The girl returns his lust with lust. “My lover thrust his hand through the
hole,” she says, “and my insides groaned because of him.”
This ode to sexual consummation can be found in—of all places—the Bible.
It is the Song of Solomon, a poem whose origins likely reach back to the
pagan love songs of Egypt more than 1,200 years before the birth of Jesus.
Biblical interpreters have endeavored through the millennia to temper its
heat by arguing that it means more than it appears to mean. It’s about God
’s love for Israel, they have said; or, it’s about Jesus’ love for the
church. But whatever other layers it may contain, the Song is on its face an
ancient piece of erotica, a celebration of the fulfillment of sexual desire.
What does the Bible really say about sex? Two new books written by
university scholars for a popular audience try to answer this question.
Infuriated by the dominance in the public sphere of conservative Christians
who insist that the Bible incontrovertibly supports sex within the
constraints of “traditional marriage,” these authors attempt to prove
otherwise. Jennifer Wright Knust and Michael Coogan mine the Bible for its
earthiest and most inexplicable tales about sex—Jephthah, who sacrifices
his virgin daughter to God; Naomi and Ruth, who vow to love one another
until death—to show that the Bible’s teachings on sex are not as coherent
as the religious right would have people believe. In Knust’s reading, the
Song of Solomon is a paean to unmarried sex, outside the conventions of
family and community. “I’m tired,” writes Knust in Unprotected Texts: The
Bible’s Surprising Contradictions About Sex and Desire, “of watching
those who are supposed to care about the Bible reduce its stories and
teachings to slogans.” Her book comes out this month. Coogan’s book God
and Sex: What the Bible Really Says was released last fall.

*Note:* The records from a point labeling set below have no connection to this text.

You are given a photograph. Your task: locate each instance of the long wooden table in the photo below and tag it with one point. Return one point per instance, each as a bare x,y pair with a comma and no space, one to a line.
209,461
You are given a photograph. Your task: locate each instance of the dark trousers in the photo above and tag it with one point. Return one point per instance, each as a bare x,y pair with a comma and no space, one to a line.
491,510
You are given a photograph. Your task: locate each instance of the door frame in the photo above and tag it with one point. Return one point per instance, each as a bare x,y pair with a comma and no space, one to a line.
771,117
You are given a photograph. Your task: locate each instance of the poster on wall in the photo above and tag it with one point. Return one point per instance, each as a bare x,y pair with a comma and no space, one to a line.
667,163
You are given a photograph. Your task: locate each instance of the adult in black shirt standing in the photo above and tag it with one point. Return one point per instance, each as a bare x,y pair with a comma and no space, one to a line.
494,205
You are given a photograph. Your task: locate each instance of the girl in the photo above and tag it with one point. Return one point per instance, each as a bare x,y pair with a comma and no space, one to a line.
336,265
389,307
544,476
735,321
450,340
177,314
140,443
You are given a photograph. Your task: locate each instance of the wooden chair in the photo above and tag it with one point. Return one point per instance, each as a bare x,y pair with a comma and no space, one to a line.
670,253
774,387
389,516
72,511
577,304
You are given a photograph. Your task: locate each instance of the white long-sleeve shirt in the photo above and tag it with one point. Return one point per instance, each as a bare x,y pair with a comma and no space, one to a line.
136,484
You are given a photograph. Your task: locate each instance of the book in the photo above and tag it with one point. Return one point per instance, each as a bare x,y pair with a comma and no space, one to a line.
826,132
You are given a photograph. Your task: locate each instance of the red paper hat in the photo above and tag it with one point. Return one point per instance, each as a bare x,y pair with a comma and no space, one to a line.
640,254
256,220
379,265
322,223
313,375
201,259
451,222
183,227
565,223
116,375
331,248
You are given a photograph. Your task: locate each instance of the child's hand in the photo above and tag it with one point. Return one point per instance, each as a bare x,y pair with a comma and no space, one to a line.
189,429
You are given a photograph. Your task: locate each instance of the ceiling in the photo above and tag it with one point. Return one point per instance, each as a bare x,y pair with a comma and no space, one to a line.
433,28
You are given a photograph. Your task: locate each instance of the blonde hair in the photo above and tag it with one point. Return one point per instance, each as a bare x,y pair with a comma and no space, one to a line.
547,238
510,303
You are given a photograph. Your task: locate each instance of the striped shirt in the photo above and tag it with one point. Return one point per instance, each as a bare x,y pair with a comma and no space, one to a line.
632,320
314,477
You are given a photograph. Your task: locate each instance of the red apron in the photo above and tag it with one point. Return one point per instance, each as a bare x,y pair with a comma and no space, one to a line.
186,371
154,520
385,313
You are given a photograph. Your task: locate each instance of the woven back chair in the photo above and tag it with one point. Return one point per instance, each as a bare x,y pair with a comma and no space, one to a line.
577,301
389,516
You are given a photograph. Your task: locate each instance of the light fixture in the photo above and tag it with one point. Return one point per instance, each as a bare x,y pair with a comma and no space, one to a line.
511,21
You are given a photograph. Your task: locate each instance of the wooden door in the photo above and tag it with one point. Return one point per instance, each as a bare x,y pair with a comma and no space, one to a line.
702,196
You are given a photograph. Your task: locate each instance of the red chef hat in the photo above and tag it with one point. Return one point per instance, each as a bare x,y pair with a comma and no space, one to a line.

Conservative critics say that coherence is precisely what the Bible offers
on sex. Reading it in the context of the Christian tradition, and with an
awareness that the text is “divinely inspired”—that is, given to people
directly by God—a believer can come to only one conclusion on questions of
sex and marriage. “Sexual intimacy outside of a public, lifelong commitment
between a man and woman is not in accordance with God’s creating or
redeeming purposes,” explains Richard Mouw, president of Fuller Theological
Seminary in Pasadena, Calif. Liberals may wish the Bible were more
permissive on sex, conservative religious scholars say, but it’s not.
These battles over the “right” interpretation are, of course, as old as
the Bible itself. In today’s culture wars, the Bible—specifically a “one
man, one woman” argument from the Book of Genesis—is employed by the
Christian right to oppose gay marriage. This fight, as well as those over
the efficacy of abstinence-education schools and intra-denominational
squabbles over the proper role of women in church-leadership roles, have led
many Americans (two thirds of whom rarely read the Bible) to believe that
the Good Book doesn’t speak for them. Knust, a religion professor at Boston
University, is also an ordained minister in the American Baptist
denomination. Coogan, director of publications at Harvard University’s
Semitic Museum, once trained as a Jesuit priest. With their books, they hope
to steal the conversation about sex and the Bible back from the religious
right. “The Bible doesn’t have to be an invader, conquering bodies and
wills with its pronouncements and demands,” Knust writes. “It can also be
a partner in the complicated dance of figuring out what it means to live in
bodies that are filled with longing.” Here, in summary, are the arguments:
The Bible is an ancient text, inapplicable in its particulars to the modern
world.
In the Bible, “traditional marriage” doesn’t exist. Abraham fathers
children with Sarah and his servant Hagar. Jacob marries Rachel and her
sister Leah, as well as their servants Bilhah and Zilpah. Jesus was celibate
, as was Paul.
Husbands, in essence, owned their wives, and fathers owned their daughters,
too. A girl’s virginity was her father’s to protect—and to relinquish at
any whim. Thus Lot offers his two virgin daughters to the angry mob that
surrounds his house in Sodom. Deuteronomy proposes death for female
adulterers, and Paul suggests “women should be silent in churches” (a
rationale among some conservative denominations for barring women from the
pulpit).
The Bible contains a “pervasive patriarchal bias,” Coogan writes. Better
to elide the specifics and read the Bible for its teachings on love,
compassion, and forgiveness. Taken as a whole, “the Bible can be understood
as the record of the beginning of a continuous movement toward the goal of
full freedom and equality for all persons.”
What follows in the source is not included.